As someone that's dealt with a ton of these, I can share some more info about the RROD. It's not necessarily a bad solder joint between the motherboard and the GPU substrate, rather an issue with the bumps. The bumps are tiny solder balls that attach the die (the shiny part of the GPU) to the substrate. The heat and cool cycles eventually wore out the low quality bumps ATi was using at the time, breaking the join between the die and the substrate. Unfortunately, "reflowing" things does not permanently fix them. It will eventually RROD again as the GPU undergoes its heating and cooling cycles, eventually breaking the join between the bumps and the substrate. This does bring the console back for a short little while, but in my experience, they do fail again.
Good Thing that you're replacing the Bolts with Xclamps but it's not fixed. The E74 is caused by solder inside the GPU and reflows won't fix it. The GPU needs replacement
Well, THAT is a rare dashboard! You rarely see the Metro NXE dashboard, it's mostly Blades, NXE or Metro, never Metro NXE or the early Metro dashboard!
That’s a Gamestop Certified used Xbox 360. It has the fan mod and the x-clamps replaced by screws. Gamestop did that to bring console’s back to life temporarily to resell them for profit so the seller probably was being honest.
I didn't know GameStop were the only ones that did that? That is pretty interesting information though I heard from a lot of people though that this could just be an issue with the GPU entirely and that the board will just keep dying. Hopefully not
@@BelowAverageGaming Jacob R also opened one of those. I seriously wonder if Gamestop was trying to bolt down T-34 steel instead of actually trying to bolt a heatsink down. I'm from Romania and own two Falcons, one being a plagued-GPU (late 07) and the other being a May 2008 unit. Even after a reflow, the late 07 unit didn't even need bolts. Just reflow, slap some high mw/K rated thermal paste, and it's gonna live another decade at best. This is my experience with almost anything that's got bump issues - I have Geforce 8400/8500/8600 video cards in both desktop and laptops - aside from one chip that was horribly abused (to the point it started turning a dark brown), all of the chips I have still work to this day. The key was just using a high mw/K rated thermal paste (MX4 worked best for me usually, and more recently MX6 too, which is a updated MX4) and tightening the heatsink as much as possible so there is maximum thermal interface contact. Among these, I can list some notorious candidates - HP DV6000 (the 8400M GS variant), DV9000 (8600M GS, both 256 and 512 flavours), Acer 7720 w/ 9500M GT (although I would say this one was due to cemented thermal paste, as the chip did seem to come from after they fixed the substrate) and the list could very well go on. TL;DR - a reflow will certainly not last forever, especially if it's a bump issue - but in the cases of bump issues, a proper thermal paste with good application can (most of the times in my experience) potentially maintain the chip alive for long periods of time. I would advise keeping an eye on thermals every now and then, but otherwise it's a good solution with YMMV results when you're on a tight budget. Anyone suggesting a chip replacement - try and justify the prices of both getting the chip and the labor required to get it installed. I'll be waiting.

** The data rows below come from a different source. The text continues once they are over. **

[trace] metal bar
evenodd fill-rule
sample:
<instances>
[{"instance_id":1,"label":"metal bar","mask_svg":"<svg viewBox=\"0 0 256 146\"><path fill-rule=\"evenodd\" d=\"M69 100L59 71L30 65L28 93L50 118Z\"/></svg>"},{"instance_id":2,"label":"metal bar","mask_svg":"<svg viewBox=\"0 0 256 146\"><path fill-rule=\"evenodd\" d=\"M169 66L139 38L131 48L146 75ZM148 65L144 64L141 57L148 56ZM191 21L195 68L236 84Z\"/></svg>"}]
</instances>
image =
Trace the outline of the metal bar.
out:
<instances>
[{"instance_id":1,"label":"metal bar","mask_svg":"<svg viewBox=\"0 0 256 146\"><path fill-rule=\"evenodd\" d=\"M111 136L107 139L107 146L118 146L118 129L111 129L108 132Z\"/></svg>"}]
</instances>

Well said, I actually purchased 3 more red ringed falcons not to long ago so that will be interesting So far the xbox from this video is still running well 👌
Great video, doesn’t seem like a hard job to fix up one of these. Biggest issue I would have is that update that failed. Good catch on finding that out. I love these system tear downs and fixings. I’ll watch pretty much anything you release, great content!
Yeah from what I'm understanding, only installing a new GPU my perma fix this. Which for the price of the new GPU and the skill required to put one it makes it not worth it
0:36. NOOO that’s not true. It’s a defect from the gpus solder bumps that are coming away from the board. It has absolutely NOTHING to do with the hana chip. There is times the hana chip is bad but that’s not the main cause of E74. Also using a heatgun isn’t the proper way to fix it. You can reball but it won’t work permanently, the only really fix is to replace the gpu and then again you still don’t know if it’s gonna live long.